Services and the RM communicate through each other through resource requests, meaning we need some type of common language:
@dataclass
class ResourceRequest:
resource_group: str # i.e. trainer, inference, trainer_inference
procs: int
hosts: int
with_gpus: bool # RM assigns
The resource manager should be initialized with 1. scheduler information and 2. service information.
@dataclass
class ResourceManager:
scheduler: "slurm"
num_hosts: 16 # 16 total in the cluster
# min_hosts/max_hosts?
services: dict[str, ServiceConfig] # to provide info on the total expected min/max replicas, how resources are shared etc.
ServiceConfig
would need to incorporate some heuristics as well
@dataclass
class ServiceConfig:
hosts_per_replica: int
procs_per_replica: int
num_replicas: int
min_replicas: int
max_replicas: int
resource_group: str # i.e. trainer, inference, trainer_inference
Status and Current Workarounds
(as of 9/11/2025)
This integration work is blocked by:
HostMesh
is not fully implemented in Monarch yet (TODO - tag issue/ETA)- Actors created on proc_meshes owned by other Actors cannot communicate with each other (known bug)

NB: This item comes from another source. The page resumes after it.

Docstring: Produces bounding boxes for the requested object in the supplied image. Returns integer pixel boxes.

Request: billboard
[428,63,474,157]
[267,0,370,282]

Our current workaround for multi-host is to 1. use Monarch to create "a giant proc mesh" and slice at the actor level:
procs = mast_host_mesh.spawn_procs(per_host={"procs": 8})
actors = procs.spawn("test", Trainer)
actors = actors.slice(**actor_slice())
other_actors = procs.spawn("test", Generators)
other_actors = other_actors.slice(**other_actors_slice())
which we will have in Forge (TODO - tag PR). This puts some of the scaffolding in place, but does not fully address the other requirements listed above. I've tagged pieces in the codebase with this issue so we can grep
where things can and should be changed as we make progress here.